Jimmy DeSana and Laurie Simmons at Amanda Wilkinson Gallery
Tucked away behind the first floor of a retail unit on one of Soho's busiest streets, Amanda Wilkinson Gallery is the perfect location for this small exhibition of photography by New York artists Jimmy DeSana and Laurie Simmons, who made work together but fall short of being an 'artist duo' on several counts. With all the clandestine activities that fall beneath the cracks in this part of town, the show, titled 'Double Trouble', boasts both a concealing and exposure of identity, subculture and meaning. The works are rich, sometimes funny and stylistically incredibly pleasing, and the small nature of the space allows us to absorb each piece with the attention it deserves.

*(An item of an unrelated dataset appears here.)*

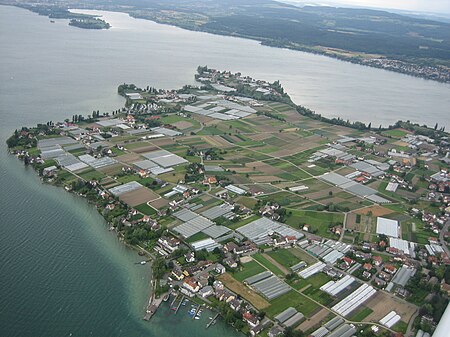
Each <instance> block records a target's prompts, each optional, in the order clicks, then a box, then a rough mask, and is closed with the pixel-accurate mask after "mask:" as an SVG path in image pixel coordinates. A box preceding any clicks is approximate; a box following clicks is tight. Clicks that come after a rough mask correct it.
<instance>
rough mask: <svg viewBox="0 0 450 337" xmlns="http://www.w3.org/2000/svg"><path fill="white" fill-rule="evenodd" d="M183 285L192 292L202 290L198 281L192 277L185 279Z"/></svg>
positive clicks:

The gallery is very keen to emphasise the marginalisation of both artists, DeSana as part of the queer community during the AIDS pandemic, and Simmons as a woman practicing in a male-dominated art world during the same time period. Of course these aspects are important to understanding the perspectives of both artists, especially given that DeSana died from AIDS-related illness in 1990, however their subversive use of photography and fashion provide their own visual language for this. The high-fashion aesthetics of the work by both artists speak to a contemporary audience, as well as those in the late 1970s who would have seen the images the first time round. 'Refrigerator' by DeSana is a personal favourite; a black and white shot of a woman crouched artfully into a fridge section wearing black lingerie. While stylistically it is, as I have said, incredibly pleasing on the eye, there is also a huge feeling of the paradoxical feelings of being a sexually liberated woman, and how sometimes this does not feel the case to the individual. In the twenty-first century, the right to hide away from attention is incompatible with capitalism; we must be available, competitive and fiscally attractive. Hiding away means a vastly reduced capacity to make money.
The way that the works have been curated feels somewhat like an archival space. Through this observation, we see a lens of a different value: what are these works telling us about the time in which they were produced? Laurie Simmons, DeSana's collaborator and fellow artist, was hugely influenced by her friend, and this is evident in her works in the show, dating from 1991 to 2014. Both artists seem to parody the effect fashion can have on the wearer, and the social psyche produced by fashion and culture more broadly. The element of advertising is also made playful and exaggerated, perhaps nowhere more so than DeSana's 'Parka' piece, whereby the item of clothing is captured mid-air, meanwhile the wearer's body is fully exposed from the chest down. Perceiving the body as object and releasing feeling and sentimentality is surely a joyful pursuit; there is a real fusion of creativity and liberation in these works, transcending the time frame of 1980s New York.
One of the most appealing things about engaging with these works is that they seem to be just the right degree of escapism. With 'Refrigerator', imagery is both surreal and domestic; one obvious reading of the photograph may be one of concealing one's identity, but still doing so in a creative and highly stylised way to express oneself even in implicit, subtle gesture and act. Amanda Wilkinson Gallery says that "DeSana used fashion as a way to reveal rather than conceal the body, in defiance of the homophobia of the time". This fusion of camp, dark comedy and high fashion is, at times, entirely irresistible.
Here, Simmons' work often feels like more of a supplement to DeSana; it is certainly of interest that they were practicing at the same time, yet the works by Simmons selected for 'Double Trouble' are from 2014. Although much more bold on the eye, the recent pieces stage the body as object in quite a different way. With such exaggerated faces and costuming, the former of which not featuring in DeSana's work at all, there is a dark anonymity to Simmons' fashion statements. The characters pose, but they give nothing away; even when the figure in 'Blue Hair/Red Dress/Green Room/Arms Up' flashes a prosthetic plastic crotch, there is still nothing to see. This is somehow reminiscent of the dangerous obsession gender-critical "feminists" have with genitalia, namely that of trans people. No one has the right to another person's private biology without their express consent, but so you know what's in their pants: so what? What are you doing with that information? No one here is making light of that situation with this comparison, yet the work does serve to highlight the absurdity and privacy invasion of such a morbid fascination. This is obviously a wider point of discussion around fetishisation and consent, and one that these works trigger succinctly.